Famille, ma douleur
Cette fable empreinte de fantaisie aborde avec humour la question de l’inné et de l’acquis
Quel facteur, dès la naissance, influencera davantage la personne que l’on deviendra? L’inné, ou l’acquis? Dans Birthmarked, ou les trois petits cobayes d’Emanuel Hoss-Desmarais, un couple de scientifiques décide d’aller très loin pour prouver que le bagage génétique n’est pas une fatalité et qu’à terme, on peut aspirer à être qui l’on veut.
Catherine (Toni Collette) et Ben (Matthew Goode) sont tous deux des rejetons de scientifiques célèbres. Leur idée consiste à élever Luke, leur enfant à naître, comme un artiste, donc à l’opposé de ses prédispositions familiale. Afin de disposer d’un échantillonnage plus étoffé, Catherine et Ben adoptent en même temps Maya et Maurice, issus, pour elle, d’un clan peu avantagé côté méninges, et pour lui, d’une lignée d’êtres violents. Or, c’est le dessein de leurs parents adoptifs, Maya deviendra une scientifique et Maurice, un pacifiste.

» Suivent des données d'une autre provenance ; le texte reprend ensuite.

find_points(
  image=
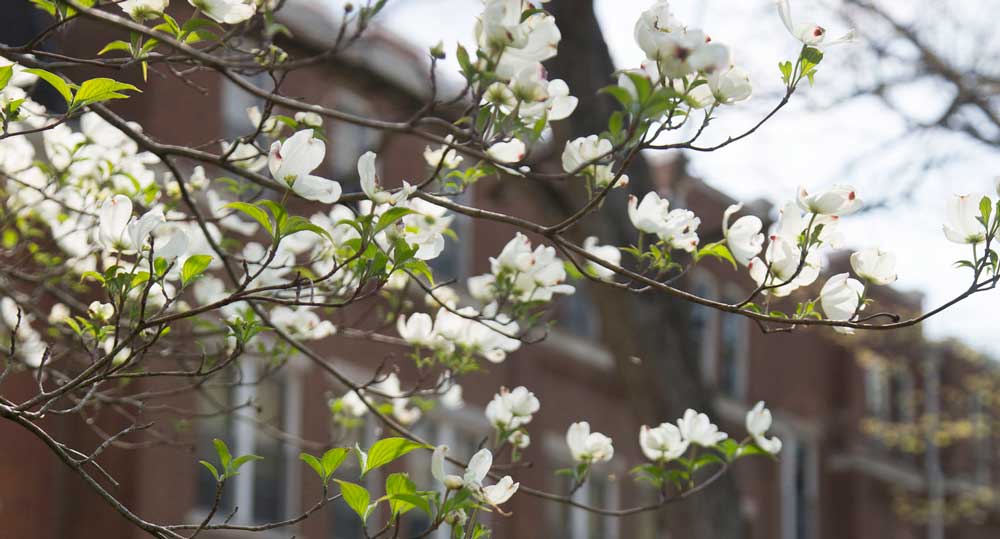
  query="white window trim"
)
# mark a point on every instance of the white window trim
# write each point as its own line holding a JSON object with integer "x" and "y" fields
{"x": 789, "y": 463}
{"x": 742, "y": 358}
{"x": 709, "y": 353}
{"x": 555, "y": 450}
{"x": 243, "y": 443}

Pour financer ce qui se veut l’expérience d’une vie, ou plutôt de trois : Gertz (Michael Smiley), un mécène peu recommandable, détail qui a d’office échappé à Catherine et Ben, trop heureux d’aller s’installer dans une maison isolée avec leur progéniture qu’ils entendent chérir, expérimentation ou pas. En disant cela, Catherine ne semble d’ailleurs pas se rendre compte qu’elle formule une hypothèse, c’est-à-dire qu’avant l’hérédité et le milieu, c’est l’amour qui prime.
Évidemment, Catherine et Ben sont tous les deux, inconsciemment, en réaction par rapport à leurs propres héritages familiaux.
Évidemment, encore, ce n’est qu’une question de temps avant que leur marmaille se révolte.
Coécrit par Marc Tulin et Emanuel Hoss-Desmarais (Whitewash), qui l’a réalisé avec force inventivité, Birth- marked, ou les trois petits cobayes évolue dans un univers un brin décalé. Campé durant l’hiver 1989 (et filmé au Québec), le film multiplie les apartés excentriques, tels les batifolages de papa-maman. À cet égard, on sent tour à tour les influences du John Irving de Hotel New Hampshire et du Wes Anderson de La famille Tenenbaum.
Distance émotionnelle
Le ton de «fantaisie réaliste» est bien maintenu, notamment grâce au personnage de Samsonov (Andreas Apergis), ancien champion olympique russe devenu improbable nounou. Les enfants acteurs (Jordan Poole, Megan O’Kelly, Anton Gillis-Adelman) sont qui plus est charmants et, aspect primordial, Goode et Collette se fondent avec aisance dans ce monde construit.
La seconde, en particulier, est comme à son habitude excellente et apporte une dimension viscérale à l’ensemble.
Ensemble qui, hélas, ne convainc que par intermittence. Plombé par un rythme capricieux, le scénario pointe vers une apothéose dramatique, une inéluctable confrontation… Puis le moment passe, tiède. Pourtant, voilà un film où un enchaînement de mauvaises décisions parentales se révèle relativement bénin puisque, tout du long, un amour sincère a prévalu — la thèse du film.
Et justement, en dépit de ce constat qu’il dresse, Birthmarked maintient une distance émotionnelle, comme incapable d’embrasser la composante sentimentale de son ADN.
Comme si le cinéaste était en réaction par rapport à son propre film.
Birthmarked, les trois petits cobayes (V.O. s.-t.f. de Birthmarked)
★★★
Comédie fantaisiste d’Emanuel HossDesmarais. Avec Toni Collette, Matthew Goode, Fionnula Flanagan, Michael Smiley, Suzanne Clément, Andreas Apergis. Québec–Irlande, 2017, 90 minutes.